PIERDE EL MIEDO, DA UN PASO ADELANTE...

miércoles, 16 de enero de 2008

MIERCOLES, 16-01-08 (La historia de María/8)

Del viaje en tren, María sólo recuerda las largas horas encerrados en un vagón de madera, viendo pasar campos y pueblos al otro lado del cristal. Tenía la sensación de que no iban a llegar jamás, que el tiempo se quedó parado en el mismo momento en que el tren echó a andar. Sus hermanos pequeños a ratos lloraban, a ratos dormían y a ratos correteaban, molestando al resto de viajeros, primero los dos solos y luego seguidos por una retahíla de niños gritones en pantalón corto y camisa remendada y vuelta a remendar. Se caían, se pegaban, lloraban y pataleaban, pero al poco volvían a ser amigos, como si se conocieran de siempre, ajenos a la mirada de miedo e incertidumbre que los adultos intercambiaban. De vez en cuando venían a pararse a los pies de Encarna y preguntaban si faltaba mucho, que cuánto quedaba.
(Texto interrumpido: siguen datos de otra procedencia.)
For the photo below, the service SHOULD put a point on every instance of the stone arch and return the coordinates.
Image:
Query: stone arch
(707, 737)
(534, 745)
Si el tren se paraba a recoger o dejar pasajeros, daban palmas y gritaban "¡Ya hemos llegado, ya hemos llegado!", con las caritas coloradas llenas de emoción. En cuanto el tren volvía a ponerse en marcha, la ilusión desaparecía, se miraban desconcertados y, durante unos segundos, parecían tan perdidos como los mayores. No les duraba mucho; antes de que el silencio se asentara, volvían a empezar sus juegos.
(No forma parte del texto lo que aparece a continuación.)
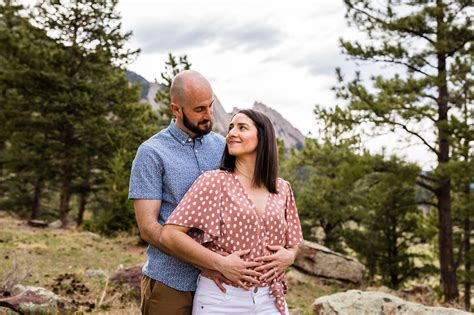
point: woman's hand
(275, 264)
(215, 276)
(237, 270)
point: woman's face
(242, 136)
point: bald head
(186, 85)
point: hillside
(283, 128)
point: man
(164, 168)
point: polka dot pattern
(223, 218)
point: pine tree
(88, 84)
(429, 43)
(27, 57)
(172, 68)
(388, 229)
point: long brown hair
(266, 164)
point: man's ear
(175, 109)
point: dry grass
(58, 260)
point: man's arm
(146, 213)
(182, 246)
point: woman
(246, 219)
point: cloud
(165, 36)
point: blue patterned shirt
(165, 167)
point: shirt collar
(182, 136)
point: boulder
(355, 302)
(130, 276)
(36, 300)
(322, 262)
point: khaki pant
(157, 298)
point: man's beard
(195, 128)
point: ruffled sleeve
(294, 235)
(200, 208)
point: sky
(280, 53)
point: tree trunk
(65, 197)
(35, 208)
(82, 208)
(467, 263)
(443, 191)
(2, 149)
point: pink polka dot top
(224, 219)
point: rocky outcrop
(322, 262)
(284, 130)
(355, 302)
(292, 137)
(36, 300)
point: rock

A mitad de viaje, o de lo que María creía que era un punto medio, Encarna sacó un pan redondo y dorado del canasto que cargaba en las rodillas desde que salieron del pueblo. Como por arte de magia, aparecieron un par de chorizos a medio curar, un buen trozo de tocino salado, una morcilla tierna, algunas lonchas de jamón y un botijo con agua del pozo, que todavía se conservaba fresca. Luego sacó, de un hatillo de ropa blanca que había guardado bajo el asiento, varias peras y manzanas coloradas y hasta higos chumbos, maduros y jugosos. Llamó a todos sus hijos, les colocó un pañuelo limpio en el cuello y empezó a repartir la comida por orden de edad. Primero José, que para eso era el padre, luego Francisco, María, Pedro, Antonio y, por último, ella se quedó con una pequeña porción de pan y tocino. El resto volvió a guardarlo cuidadosamente en el canasto, para la noche.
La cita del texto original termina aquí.